News (2022/01/01): UP1.0 Freeze !

News (2019/10/01): Two domain-specific Propbank released (Contract, Finance)!

News (2017/02/10): Initial version of Italian UP released!

News (2017/01/31): Initial versions of Finnish, Portuguese and Spanish UP released!

Release

This is release v2.0 of the Universal Proposition Banks (UP) with significant enhancements over v1.0, including:

  • (1) Propbanks with higher quality by using a state-of-the-art monolingual SRL and improved auto-generation of annotations;
  • (2) Expanded language coverage (from 7 to 23 languages );
  • (3) Span annotation for the decoupling of syntactic analysis; and
  • (4) Gold data for a subset of the languages.

v2.0 is built upon release 2.9 of the Universal Dependency Treebanks.

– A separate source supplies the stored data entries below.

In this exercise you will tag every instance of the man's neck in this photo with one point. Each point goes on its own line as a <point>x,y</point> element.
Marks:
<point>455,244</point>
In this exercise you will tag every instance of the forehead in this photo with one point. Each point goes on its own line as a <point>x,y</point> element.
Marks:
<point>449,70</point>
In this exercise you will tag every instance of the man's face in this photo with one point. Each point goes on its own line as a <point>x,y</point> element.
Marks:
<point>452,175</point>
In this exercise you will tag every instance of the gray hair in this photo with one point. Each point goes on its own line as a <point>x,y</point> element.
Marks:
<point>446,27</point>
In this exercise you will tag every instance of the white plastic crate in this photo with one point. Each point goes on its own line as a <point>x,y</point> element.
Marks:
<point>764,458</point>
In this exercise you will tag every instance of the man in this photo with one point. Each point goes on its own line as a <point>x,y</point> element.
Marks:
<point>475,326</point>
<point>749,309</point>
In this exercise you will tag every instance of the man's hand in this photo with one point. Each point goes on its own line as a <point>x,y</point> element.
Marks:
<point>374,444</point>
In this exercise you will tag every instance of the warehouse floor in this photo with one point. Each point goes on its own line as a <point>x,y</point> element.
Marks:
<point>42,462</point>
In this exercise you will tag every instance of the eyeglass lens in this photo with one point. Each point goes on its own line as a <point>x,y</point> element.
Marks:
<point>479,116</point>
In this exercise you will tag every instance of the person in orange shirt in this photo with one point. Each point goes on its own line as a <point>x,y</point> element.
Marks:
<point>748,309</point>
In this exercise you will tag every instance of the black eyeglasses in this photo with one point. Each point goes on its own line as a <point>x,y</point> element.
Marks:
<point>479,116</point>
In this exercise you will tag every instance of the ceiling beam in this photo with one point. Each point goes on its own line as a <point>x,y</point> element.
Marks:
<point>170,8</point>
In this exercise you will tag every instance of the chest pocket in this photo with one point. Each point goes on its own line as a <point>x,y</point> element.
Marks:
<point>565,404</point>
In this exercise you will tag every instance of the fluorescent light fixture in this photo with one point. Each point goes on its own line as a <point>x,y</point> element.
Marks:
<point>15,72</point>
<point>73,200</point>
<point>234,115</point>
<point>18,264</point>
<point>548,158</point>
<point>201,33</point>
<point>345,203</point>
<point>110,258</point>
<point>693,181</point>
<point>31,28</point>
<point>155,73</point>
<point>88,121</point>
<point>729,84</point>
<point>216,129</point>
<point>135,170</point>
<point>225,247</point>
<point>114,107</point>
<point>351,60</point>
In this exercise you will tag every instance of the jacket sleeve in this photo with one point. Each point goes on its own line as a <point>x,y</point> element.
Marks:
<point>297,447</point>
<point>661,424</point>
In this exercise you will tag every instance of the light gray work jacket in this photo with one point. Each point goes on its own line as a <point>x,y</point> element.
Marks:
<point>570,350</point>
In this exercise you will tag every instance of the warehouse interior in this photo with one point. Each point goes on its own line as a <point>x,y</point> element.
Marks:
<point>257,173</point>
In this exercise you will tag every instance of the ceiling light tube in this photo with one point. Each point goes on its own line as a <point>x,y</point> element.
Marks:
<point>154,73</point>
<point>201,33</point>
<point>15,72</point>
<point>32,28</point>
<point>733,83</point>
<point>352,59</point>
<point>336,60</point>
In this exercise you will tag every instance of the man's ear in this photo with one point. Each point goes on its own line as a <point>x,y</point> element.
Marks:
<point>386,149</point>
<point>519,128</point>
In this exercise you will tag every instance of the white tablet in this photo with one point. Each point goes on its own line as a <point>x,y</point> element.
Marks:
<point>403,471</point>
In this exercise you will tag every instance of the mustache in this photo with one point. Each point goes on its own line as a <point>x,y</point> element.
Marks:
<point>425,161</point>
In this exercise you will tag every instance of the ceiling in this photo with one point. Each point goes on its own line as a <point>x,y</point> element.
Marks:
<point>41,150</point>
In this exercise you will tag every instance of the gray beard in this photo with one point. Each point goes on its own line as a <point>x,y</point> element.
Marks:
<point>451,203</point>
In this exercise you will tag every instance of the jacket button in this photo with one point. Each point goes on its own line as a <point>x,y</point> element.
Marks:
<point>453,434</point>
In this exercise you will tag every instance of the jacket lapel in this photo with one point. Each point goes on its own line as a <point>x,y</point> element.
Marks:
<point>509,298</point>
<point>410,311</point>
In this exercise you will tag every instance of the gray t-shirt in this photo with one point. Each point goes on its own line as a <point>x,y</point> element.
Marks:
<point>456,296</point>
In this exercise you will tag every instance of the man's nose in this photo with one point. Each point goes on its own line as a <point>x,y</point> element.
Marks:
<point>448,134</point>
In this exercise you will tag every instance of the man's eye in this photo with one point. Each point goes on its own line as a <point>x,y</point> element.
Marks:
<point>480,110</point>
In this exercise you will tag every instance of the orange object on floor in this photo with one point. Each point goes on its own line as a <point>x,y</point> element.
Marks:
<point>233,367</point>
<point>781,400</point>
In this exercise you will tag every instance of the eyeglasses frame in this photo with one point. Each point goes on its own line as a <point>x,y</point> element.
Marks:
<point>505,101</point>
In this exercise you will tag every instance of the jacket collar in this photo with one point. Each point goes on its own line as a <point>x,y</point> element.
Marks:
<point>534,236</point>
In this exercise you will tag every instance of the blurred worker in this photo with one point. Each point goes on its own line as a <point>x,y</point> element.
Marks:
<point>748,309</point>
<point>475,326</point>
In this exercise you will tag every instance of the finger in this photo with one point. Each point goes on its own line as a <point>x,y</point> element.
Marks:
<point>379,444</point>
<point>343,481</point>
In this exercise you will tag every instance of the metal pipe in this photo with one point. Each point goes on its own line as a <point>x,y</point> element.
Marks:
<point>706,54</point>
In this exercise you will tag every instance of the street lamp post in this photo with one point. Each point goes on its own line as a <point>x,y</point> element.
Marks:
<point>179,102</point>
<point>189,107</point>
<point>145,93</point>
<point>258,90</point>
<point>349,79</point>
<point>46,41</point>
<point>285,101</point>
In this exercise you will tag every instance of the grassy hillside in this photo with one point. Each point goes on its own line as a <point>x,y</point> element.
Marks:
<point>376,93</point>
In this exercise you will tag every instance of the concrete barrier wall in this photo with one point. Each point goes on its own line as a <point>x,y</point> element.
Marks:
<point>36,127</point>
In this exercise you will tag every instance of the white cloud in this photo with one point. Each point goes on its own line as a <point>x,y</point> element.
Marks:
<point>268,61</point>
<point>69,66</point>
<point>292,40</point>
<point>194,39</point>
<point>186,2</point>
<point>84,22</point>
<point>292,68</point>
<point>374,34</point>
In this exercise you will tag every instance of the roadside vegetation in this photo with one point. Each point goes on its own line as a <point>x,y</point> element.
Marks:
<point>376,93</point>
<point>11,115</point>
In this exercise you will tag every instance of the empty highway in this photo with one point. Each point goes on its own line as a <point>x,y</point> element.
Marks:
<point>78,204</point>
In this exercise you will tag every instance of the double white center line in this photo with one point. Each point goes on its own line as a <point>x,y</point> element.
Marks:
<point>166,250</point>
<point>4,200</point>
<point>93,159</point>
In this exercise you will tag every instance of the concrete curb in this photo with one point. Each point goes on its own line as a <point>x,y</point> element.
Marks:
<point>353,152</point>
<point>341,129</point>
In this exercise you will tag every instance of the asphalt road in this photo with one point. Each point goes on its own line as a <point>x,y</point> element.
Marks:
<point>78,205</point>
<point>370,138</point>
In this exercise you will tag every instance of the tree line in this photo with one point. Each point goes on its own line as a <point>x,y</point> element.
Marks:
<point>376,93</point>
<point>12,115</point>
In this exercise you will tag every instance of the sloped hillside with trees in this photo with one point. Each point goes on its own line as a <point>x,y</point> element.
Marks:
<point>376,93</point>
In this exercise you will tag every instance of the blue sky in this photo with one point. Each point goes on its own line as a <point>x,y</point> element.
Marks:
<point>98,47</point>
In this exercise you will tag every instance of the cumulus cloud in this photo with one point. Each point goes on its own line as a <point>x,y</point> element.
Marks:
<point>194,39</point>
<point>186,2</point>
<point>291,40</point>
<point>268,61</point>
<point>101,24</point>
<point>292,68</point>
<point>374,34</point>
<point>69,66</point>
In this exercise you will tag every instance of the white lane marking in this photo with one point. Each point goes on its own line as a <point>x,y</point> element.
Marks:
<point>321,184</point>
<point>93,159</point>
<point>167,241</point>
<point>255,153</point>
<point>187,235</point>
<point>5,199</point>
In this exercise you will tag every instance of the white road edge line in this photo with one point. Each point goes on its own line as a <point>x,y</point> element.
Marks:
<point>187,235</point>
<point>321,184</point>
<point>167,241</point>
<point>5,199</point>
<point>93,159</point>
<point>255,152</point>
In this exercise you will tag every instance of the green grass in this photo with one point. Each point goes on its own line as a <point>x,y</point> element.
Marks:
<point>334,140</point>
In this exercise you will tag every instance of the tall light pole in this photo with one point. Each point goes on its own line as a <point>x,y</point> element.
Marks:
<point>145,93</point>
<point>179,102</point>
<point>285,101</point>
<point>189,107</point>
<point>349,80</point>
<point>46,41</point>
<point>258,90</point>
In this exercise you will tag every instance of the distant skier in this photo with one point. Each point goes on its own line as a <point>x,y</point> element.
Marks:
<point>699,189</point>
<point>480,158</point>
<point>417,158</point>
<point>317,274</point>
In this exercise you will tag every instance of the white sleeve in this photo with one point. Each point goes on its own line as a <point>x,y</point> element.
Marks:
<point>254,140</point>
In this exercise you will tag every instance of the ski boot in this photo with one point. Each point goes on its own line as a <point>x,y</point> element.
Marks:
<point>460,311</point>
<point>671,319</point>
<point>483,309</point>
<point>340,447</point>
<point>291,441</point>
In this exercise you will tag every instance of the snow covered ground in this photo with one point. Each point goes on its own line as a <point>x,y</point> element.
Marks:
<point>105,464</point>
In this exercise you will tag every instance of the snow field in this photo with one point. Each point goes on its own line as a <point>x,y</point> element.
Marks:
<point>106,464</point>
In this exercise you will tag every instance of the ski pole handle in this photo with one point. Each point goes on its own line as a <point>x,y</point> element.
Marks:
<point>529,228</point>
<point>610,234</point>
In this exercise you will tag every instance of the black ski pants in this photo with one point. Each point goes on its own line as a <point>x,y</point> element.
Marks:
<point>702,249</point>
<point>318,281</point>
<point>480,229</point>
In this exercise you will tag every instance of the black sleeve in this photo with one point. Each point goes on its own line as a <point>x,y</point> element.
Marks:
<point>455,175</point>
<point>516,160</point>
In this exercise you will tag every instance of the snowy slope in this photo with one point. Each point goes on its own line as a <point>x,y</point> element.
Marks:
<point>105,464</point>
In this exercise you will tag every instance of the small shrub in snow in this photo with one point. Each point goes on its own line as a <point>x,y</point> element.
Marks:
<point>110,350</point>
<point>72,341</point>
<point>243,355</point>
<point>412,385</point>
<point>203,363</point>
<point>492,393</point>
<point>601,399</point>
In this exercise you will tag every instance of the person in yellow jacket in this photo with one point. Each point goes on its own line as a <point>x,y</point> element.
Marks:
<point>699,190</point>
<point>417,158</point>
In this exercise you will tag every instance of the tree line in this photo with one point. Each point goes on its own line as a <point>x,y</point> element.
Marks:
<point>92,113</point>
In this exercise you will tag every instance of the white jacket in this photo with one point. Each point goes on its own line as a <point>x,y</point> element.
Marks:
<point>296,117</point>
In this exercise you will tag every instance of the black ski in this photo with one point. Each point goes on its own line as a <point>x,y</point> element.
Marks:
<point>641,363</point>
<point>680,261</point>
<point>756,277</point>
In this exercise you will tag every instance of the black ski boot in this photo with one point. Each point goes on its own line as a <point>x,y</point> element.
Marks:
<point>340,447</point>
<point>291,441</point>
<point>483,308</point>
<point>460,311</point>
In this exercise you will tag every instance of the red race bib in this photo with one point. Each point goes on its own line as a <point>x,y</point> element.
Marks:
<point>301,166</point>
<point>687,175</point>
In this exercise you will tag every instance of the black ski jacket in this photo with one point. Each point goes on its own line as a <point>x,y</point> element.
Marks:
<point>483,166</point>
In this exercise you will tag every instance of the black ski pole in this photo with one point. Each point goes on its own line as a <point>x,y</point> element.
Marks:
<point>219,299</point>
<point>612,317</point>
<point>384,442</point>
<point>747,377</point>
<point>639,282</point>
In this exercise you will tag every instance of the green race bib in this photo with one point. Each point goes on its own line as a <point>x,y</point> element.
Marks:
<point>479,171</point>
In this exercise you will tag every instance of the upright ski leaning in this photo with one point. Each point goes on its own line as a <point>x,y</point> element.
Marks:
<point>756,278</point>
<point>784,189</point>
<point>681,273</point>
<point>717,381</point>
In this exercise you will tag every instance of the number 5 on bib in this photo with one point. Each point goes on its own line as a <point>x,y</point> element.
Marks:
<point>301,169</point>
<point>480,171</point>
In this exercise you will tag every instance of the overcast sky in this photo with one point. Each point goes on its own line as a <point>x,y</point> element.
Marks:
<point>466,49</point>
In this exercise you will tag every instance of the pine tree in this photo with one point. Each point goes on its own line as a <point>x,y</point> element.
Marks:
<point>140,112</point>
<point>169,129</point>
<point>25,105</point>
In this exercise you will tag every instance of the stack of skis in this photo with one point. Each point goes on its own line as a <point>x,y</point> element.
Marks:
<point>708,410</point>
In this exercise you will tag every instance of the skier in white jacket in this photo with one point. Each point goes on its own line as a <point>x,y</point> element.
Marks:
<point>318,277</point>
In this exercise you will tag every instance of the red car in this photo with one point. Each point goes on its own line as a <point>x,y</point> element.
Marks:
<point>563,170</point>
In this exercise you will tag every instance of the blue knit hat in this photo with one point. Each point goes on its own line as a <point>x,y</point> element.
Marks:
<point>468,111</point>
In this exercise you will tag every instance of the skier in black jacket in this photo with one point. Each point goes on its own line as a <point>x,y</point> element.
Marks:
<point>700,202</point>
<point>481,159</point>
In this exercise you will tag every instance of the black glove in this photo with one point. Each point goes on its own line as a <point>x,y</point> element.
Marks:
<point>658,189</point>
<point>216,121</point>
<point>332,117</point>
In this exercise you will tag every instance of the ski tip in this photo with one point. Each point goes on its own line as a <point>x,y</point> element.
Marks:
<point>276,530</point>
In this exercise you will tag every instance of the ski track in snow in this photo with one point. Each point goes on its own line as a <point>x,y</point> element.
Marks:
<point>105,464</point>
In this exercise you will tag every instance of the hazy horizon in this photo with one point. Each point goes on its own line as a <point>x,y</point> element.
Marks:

We use the frame and role labels from the English Proposition Bank version 3.0.

Introduction

This project aims to annotate text in different languages with a layer of “universal” semantic role labeling annotation. For this purpose, we use the frame and role labels of the English Proposition Bank to label shallow semantics in sentences in new target languages.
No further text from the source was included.